Even though European phone companies on average didn’t increase investments per subscriber between 2011 and 2013, capital spending rose to 18.8 percent from 16.1 percent of revenue per user over the period as sales declined, according to a report released by the GSMA.
The 23-member Bloomberg Europe Telecommunication Services Index fell 0.6 percent as of 10:20 a.m. Frankfurt time, extending its decline to 3.9 percent this year.
Wireless competition in their saturated home markets curbed profits at Switzerland’s Swisscom AG and Norway’s Telenor ASA, which reported earnings today. The companies are adding TV and Internet offerings to boost revenue, with Telenor also seeking wireless growth in markets such as Bulgaria and Myanmar.
“We are indeed in a scale business that would benefit from smaller players combining,” Urs Schaeppi, the CEO of Bern-based Swisscom, said on a conference call today. “It actually makes sense from a competitive perspective in the longer run.”
Regulators reviewing mergers should avoid over-emphasizing short-term price increases in determining whether a deal is detrimental to consumer interests, Phillips said. Remedies that lead to the entry of a new network operator to take the place of an eliminated company perpetuate problems of duplicate infrastructure, he said.
Liberty Global Plc’s UPC unit is poised to offer mobile phone services in Ireland, said two people familiar with a transaction that may pave the way for Hutchison to win European Union approval to take over Telefonica O2 Ireland unit.
GSMA represents almost 800 mobile operators in 220 countries, including France’s Orange SA, Germany’s Deutsche Telekom AG and the U.K.’s Vodafone Group Plc, according to its website.
Joaquin Almunia, the EU’s antitrust chief, hasn’t been swayed by telecommunications firms’ calls to ease merger rules, saying national markets are “often highly concentrated with only a limited number of network operators” in each EU nation.

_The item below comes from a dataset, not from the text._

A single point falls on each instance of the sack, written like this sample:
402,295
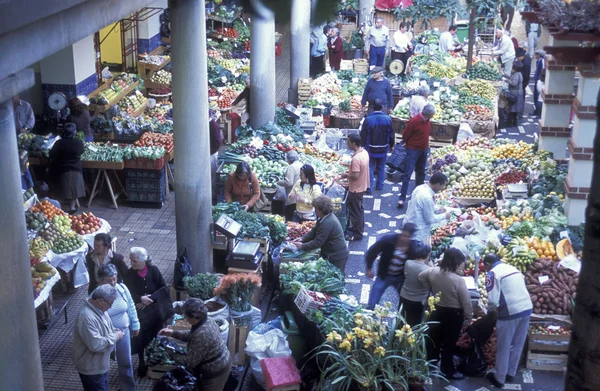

Deals to combine phone operators can’t come at the cost of higher prices for customers, he has said.
Deeper cross-border alliances has been one way for Europe’s carriers to seek savings. Vodafone and SFR, the French operator that billionaire Patrick Drahi’s Numericable Group SA agreed to buy last month, extended an alliance today to provide fixed and mobile services for multinational businesses in France. The four-year deal includes a roaming agreement for customers traveling to and from the country.
Deutsche Telekom and Orange have started a procurement venture covering an annual 13 billion euros ($18 billion) of joint purchasing, though have refrained from deeper integration.